I am able to reliably reproduce the issue by restarting the Valkey instance - i.e. restart the Valkey/Redis instance, observe that any fetchSockets or serverSideEmit does not receive any responses. The issue, however, definitely occurs more often than just a restart of the Valkey/Redis instance, I just unfortunately have not figured out exactly the conditions during which it happens.
The most odd of it all, though, is that though the socket servers won't respond, they are still sending a heartbeat into the stream.
In the image below, I had set up a separate process with an interval that would simply send a ping (via serverSideEmit) into the stream for my socket servers to respond to. The servers were at first not responding, so I restarted them, thus "resetting" the streams adapter connections.
@lexagon3 are you able to solve this issue? I am facing the similar problem, but with the Redis.
@aishwaryawambule my team has not been able to resolve the issue. We were hoping we could revert to the Redis Pub/Sub adapter, which is unfortunate because it does not have connection state recovery.. Is the Redis Pub/Sub adapter the adapter you are seeing issues with?
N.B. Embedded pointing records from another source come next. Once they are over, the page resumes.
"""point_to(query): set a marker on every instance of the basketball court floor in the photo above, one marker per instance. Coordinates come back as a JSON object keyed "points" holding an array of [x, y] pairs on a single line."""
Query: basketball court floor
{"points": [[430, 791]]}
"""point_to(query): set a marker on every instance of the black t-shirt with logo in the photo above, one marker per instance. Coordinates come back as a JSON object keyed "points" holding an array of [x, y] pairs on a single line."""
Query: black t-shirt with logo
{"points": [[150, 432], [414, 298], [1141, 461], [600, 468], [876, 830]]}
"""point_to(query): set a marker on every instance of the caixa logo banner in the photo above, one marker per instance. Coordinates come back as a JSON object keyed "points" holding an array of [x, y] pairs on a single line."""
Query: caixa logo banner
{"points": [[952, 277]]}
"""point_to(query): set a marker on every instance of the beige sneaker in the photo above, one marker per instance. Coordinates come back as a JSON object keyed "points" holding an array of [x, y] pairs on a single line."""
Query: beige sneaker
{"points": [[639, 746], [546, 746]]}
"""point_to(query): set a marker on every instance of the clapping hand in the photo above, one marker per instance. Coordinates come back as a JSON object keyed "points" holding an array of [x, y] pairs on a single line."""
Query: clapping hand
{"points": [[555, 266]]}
no, i am using redis stream adapter and facing this issue. Same as your case, i cannot go to redis pub/sub adapter due to connection state recovery absence. Do you have any plans or idea on how you will try to solve it?
This sounds like a serious issue, any thoughts from maintainers? Ping @darrachequesne
I'm planning a migration from redis-adapter to redis-streams-adapter and this issue worries me... I realise this library has not reached 1.0.0, but it is considered production-ready and supported/actively maintained by the Socket.io core team, right?
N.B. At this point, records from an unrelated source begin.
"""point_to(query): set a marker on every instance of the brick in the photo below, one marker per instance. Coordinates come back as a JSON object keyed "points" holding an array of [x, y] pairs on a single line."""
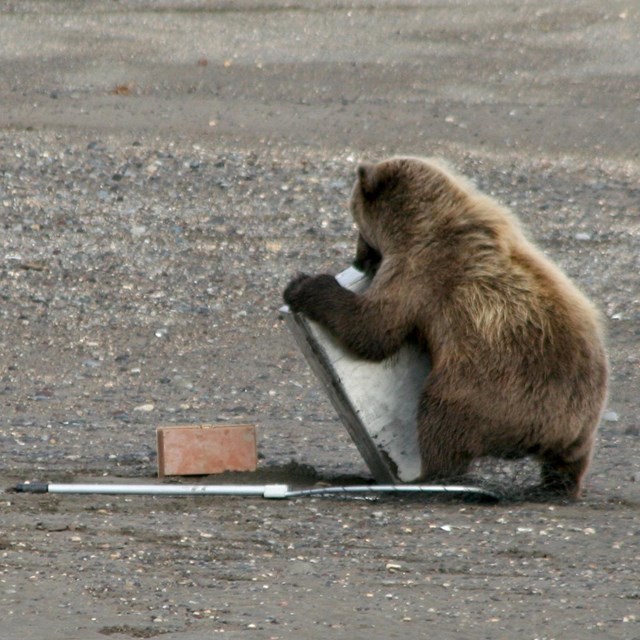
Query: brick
{"points": [[206, 449]]}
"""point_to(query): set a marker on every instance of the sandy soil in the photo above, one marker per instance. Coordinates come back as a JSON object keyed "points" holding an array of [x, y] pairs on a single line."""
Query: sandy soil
{"points": [[165, 167]]}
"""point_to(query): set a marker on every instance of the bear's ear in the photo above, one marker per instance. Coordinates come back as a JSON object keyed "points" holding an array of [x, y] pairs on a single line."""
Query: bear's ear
{"points": [[371, 179]]}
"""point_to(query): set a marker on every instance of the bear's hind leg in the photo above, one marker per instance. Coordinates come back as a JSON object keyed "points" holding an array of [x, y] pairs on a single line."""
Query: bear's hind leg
{"points": [[448, 440], [563, 473]]}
@fjeldstad yes it is. I'm looking into this.
Unfortunately, I wasn't able to reproduce the issue: https://github.com/socketio/socket.io-fiddle/tree/redis-streams-adapter
I simply tested with two clients, one connected on server1 (port 3000) and the other on server 2 (port 3001).
Server log:
server listening at http://localhost:3000
connect E3ymkBhBjmRXK51zAAAB
# of connected sockets: cluster = 2 local = 1
# of connected sockets: cluster = 2 local = 1
# of connected sockets: cluster = 2 local = 1
< Redis server is stopped >
fetchSockets error
# of connected sockets: cluster = 1 local = 1
# of connected sockets: cluster = 1 local = 1
# of connected sockets: cluster = 1 local = 1
# of connected sockets: cluster = 1 local = 1
< Redis server is restarted >
# of connected sockets: cluster = 2 local = 1
# of connected sockets: cluster = 2 local = 1
# of connected sockets: cluster = 2 local = 1
# of connected sockets: cluster = 2 local = 1
[...]
The "fetchSockets() error" is due to a missing response from the other server.
Then the other server is evicted after 10 seconds, hence the "# of connected sockets: cluster = 1 local = 1" .
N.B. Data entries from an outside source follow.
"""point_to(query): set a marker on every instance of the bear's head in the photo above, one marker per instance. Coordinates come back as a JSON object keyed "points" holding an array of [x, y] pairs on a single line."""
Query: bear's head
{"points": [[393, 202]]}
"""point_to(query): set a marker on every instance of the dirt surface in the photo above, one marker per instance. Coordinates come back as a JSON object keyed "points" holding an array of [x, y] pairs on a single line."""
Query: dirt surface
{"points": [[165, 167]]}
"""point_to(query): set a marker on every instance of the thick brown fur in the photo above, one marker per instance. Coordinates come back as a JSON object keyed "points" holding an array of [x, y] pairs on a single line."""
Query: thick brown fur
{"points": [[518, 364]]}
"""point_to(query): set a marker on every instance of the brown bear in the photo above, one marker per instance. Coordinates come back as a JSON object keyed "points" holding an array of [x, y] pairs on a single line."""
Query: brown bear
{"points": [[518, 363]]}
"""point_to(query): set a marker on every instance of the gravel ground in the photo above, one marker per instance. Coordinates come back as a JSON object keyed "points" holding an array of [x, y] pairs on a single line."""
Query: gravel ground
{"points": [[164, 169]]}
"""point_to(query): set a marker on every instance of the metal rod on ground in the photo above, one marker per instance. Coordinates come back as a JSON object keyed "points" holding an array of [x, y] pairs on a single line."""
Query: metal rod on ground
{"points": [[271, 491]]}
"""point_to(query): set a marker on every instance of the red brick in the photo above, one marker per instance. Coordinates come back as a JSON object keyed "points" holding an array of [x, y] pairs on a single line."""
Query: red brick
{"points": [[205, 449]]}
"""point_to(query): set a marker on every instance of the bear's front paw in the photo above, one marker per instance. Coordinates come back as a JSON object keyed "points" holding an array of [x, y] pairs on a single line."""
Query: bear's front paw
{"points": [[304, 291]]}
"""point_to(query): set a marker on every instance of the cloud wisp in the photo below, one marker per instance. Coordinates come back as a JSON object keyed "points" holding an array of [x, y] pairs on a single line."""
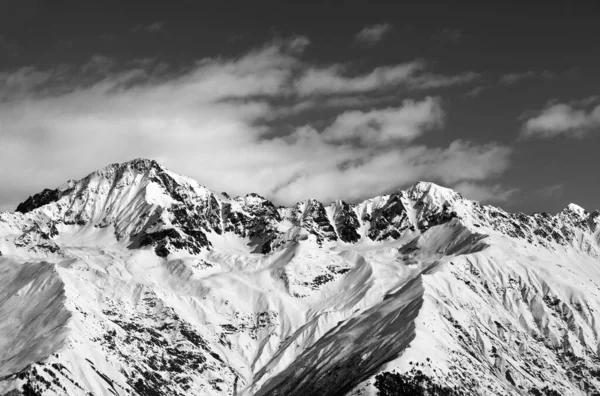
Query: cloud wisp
{"points": [[373, 34], [215, 121], [562, 119], [514, 78]]}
Tested with [email protected]. Which Redis client are you using? Which version? I looked into https://github.com/redis/node-redis/releases, but wasn't able to find something related.
Thank you so much for investigating!!
We are using Valkey 8.x, and I don't remember what version of Redis we had previously been using.
I pulled your fiddle, and also wasn't able to reproduce at all. IIRC from when I was investigating previously, I rarely was able to reproduce locally (I'm pretty sure I did at least once, though). But it was reliably reproducible on a deployed instance. I'll take a look again this weekend to see if there are any other insights I can gather that would be useful to share.